Stop me if you've heard this before – Alcatel-Lucent (NYSE: ALU) has a bold plan to cut costs, refocus the business, and return the company to profits and prosperity. To be fair, the new CEO does deserve a chance to show if his plan can/will work, and the broad strokes outlined today make sense. Even so, this is Alcatel-Lucent and the telecom equipment industry we're talking about, and success is far from guaranteed.
Cut Costs, Cut Businesses
The centerpieces to the new plan are deep cost cuts and a sharp focus on businesses where Alcatel-Lucent can compete effectively in the coming years.
While the company had been targeting about EUR 500 million in cost cuts by 2015, that target has been doubled. Management intends to achieve this by increasing its direct channel focus with sales and marketing and reducing the scope of its R&D. That's an interesting move, particularly given how many Alcatel-Lucent bulls try to point to the company's patent estate as a store of future value.
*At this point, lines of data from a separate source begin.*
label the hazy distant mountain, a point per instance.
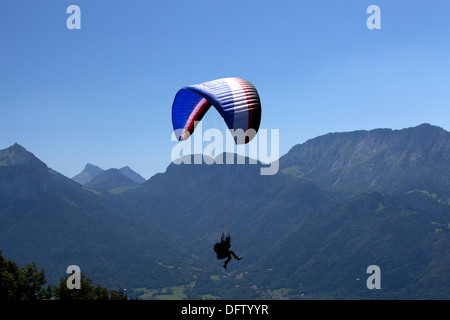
(110, 179)
(47, 218)
(97, 178)
(383, 160)
(128, 172)
(22, 175)
(89, 172)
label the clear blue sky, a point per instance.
(103, 94)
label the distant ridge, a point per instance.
(89, 172)
(381, 160)
(123, 177)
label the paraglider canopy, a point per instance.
(236, 100)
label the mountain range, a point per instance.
(340, 203)
(113, 180)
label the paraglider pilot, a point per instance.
(223, 251)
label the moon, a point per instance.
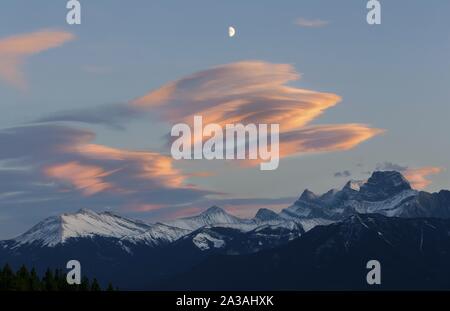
(231, 31)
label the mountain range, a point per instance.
(319, 242)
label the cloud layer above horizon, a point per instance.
(15, 50)
(52, 162)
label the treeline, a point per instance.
(53, 280)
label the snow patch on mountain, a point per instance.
(205, 241)
(56, 230)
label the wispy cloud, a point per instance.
(243, 92)
(310, 23)
(15, 50)
(55, 166)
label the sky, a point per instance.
(87, 109)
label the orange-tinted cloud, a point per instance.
(325, 138)
(256, 92)
(143, 165)
(15, 49)
(418, 177)
(86, 178)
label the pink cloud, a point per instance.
(14, 51)
(418, 177)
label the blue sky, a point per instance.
(394, 77)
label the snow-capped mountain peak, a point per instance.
(308, 195)
(213, 216)
(265, 214)
(84, 223)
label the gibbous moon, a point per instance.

While it makes ample sense to reduce the scope of R&D (translating those patents into real products and real revenue streams has not gone well), I wonder how it will go over with shareholders.
On the other side, management will still look to sell businesses where it does not believe it has a long-term competitive edge. In particular, management is retrenching around its IP networking and Access businesses, and hopes to raise upwards of EUR 1 billion by selling the rest.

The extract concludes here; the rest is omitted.